Day two in Bratislava. Decided to finally get up, go walk the city on my own for a bit, run a few errands, take some photos. I had planned a free walking tour at 5 p.m., so I had some time to wander. After joining the wrong walking tour for about ten minutes, I figured out that it wasn't the one I was supposed to be on. Everyone in this group seemed to know each other somehow, although no one said a word to me, like, 'Hey, sir, what in the hell do you think you're doing here?', or 'Please leave.' So, I just kind of dropped back, pretended to take a picture of something, and walked back to the original meeting spot. Was I embarrassed? Not really, seeing as how half of that little tour group all had the exact same shirt on. Was that how they recognized each other? I don't know, but it was like they all belonged to some Adidas cult. I could barely understand the tour guide anyway, even in her accented English. I did understand the word 'Bratislava', however, since she said it maybe thirty times in the span of a block. Maybe she was unsure if we all knew what city we were in, or maybe that tour group was for 'special' people. I don't know. My tour guide was an Aussie named Tom who was a history major and a vagabond about the world. Had to respect the guy for picking Bratislava for a place to do a free tour for three months of his life. We toured the old town for a bit, but most of his information was about how Slovakia came to be over the last 100 years and the historical sites in Bratislava that led up to their independence. It was interesting, and Tom had a way about his speeches to make them that way. My hat's off to the guy for making a place like Bratislava (which I said before is no Prague or Budapest in its beauty) somewhere I would actually recommend to people to visit. That night, I really wanted to take the night off from the bottle. Unfortunately, I ran into Manny, the Irish guy from the night before, who insisted that I went out with everybody that night. So, again, not to be the weak country link, I obliged. We went out for a bit, and then back to the hostel bar. Apparently, Tuesday nights in Slovakia, just aren't the party nights that every brochure speaks about. Goodnight and goodbye Bratislava. More than I expected.

Back to Budapest for one more night. I told myself I wasn't going out this night. And I didn't. Luckily, there was a huge thunder and lightning storm with plenty of rain, that made that guilty feeling of not exploring those last little corners of the city, all right. Instead, I checked into my hostel and took a nap for about an hour. Then I wandered through the neighborhood for a bit to grab a quick bite when I saw those storm clouds coming. I went back to the hostel and there was an Egyptian guy cooking up a meal which ended up being for the entire hostel. Some sort of lentil soup (delicious), some sort of rice dish, and from scratch baklava (also delicious). The rest of the night I just talked with other travelers and then read my new book I purchased in Bratislava until about one in the morning. It felt good to actually just relax for a day.

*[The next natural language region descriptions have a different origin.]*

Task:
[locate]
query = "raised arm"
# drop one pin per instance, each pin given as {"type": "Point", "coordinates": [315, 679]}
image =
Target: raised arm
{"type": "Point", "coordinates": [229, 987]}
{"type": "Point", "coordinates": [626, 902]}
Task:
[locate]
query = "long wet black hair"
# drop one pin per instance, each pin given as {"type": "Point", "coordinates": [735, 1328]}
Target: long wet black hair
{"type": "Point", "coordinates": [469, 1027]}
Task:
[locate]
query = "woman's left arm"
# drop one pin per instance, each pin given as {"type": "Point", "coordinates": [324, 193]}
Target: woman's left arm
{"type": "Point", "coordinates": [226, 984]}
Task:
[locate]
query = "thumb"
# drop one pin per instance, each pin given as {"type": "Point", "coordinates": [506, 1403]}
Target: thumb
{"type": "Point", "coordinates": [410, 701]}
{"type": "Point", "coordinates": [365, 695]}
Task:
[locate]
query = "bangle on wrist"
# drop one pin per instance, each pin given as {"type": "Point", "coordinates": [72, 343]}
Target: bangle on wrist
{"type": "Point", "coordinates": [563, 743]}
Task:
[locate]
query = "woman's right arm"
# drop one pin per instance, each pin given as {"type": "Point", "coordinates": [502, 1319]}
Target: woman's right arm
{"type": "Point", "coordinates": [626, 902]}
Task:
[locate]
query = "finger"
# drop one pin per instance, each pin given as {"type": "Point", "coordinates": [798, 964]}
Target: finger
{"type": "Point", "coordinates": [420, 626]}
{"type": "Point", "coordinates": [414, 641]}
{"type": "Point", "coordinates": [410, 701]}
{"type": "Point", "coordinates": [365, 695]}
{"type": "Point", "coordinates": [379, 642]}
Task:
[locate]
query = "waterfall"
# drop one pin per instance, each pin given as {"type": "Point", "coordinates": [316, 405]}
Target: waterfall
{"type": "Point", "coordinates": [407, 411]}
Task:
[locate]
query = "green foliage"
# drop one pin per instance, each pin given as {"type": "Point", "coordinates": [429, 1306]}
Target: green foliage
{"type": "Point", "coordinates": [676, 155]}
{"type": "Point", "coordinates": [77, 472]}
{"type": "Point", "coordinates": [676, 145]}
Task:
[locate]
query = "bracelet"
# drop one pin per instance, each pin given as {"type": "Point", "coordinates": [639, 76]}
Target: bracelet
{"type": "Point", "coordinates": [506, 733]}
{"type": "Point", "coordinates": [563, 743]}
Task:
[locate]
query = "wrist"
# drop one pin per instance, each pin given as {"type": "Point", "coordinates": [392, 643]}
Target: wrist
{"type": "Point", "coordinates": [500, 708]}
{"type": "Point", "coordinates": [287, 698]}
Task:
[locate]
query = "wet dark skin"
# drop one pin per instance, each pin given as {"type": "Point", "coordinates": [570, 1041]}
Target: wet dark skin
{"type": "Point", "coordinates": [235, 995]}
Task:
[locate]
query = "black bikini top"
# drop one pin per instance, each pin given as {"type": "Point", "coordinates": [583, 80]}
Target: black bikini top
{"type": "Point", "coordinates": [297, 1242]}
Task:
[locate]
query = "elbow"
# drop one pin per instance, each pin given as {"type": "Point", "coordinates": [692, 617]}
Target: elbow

My last day of the trip was the 8 1/2 hour train ride back to Parsberg. Luckily, I already had my ticket and didn't have to go through another DMV experience. This train ride was pretty uneventful. Spent the hours reading and listening to music. More time for my body to heal itself from the onslaught of young European's enthusiasm for partying balls until the wee hours. I got back home about 7:30 in the evening, wiped out, ready to do laundry and go to bed. Time to plan the next onslaught.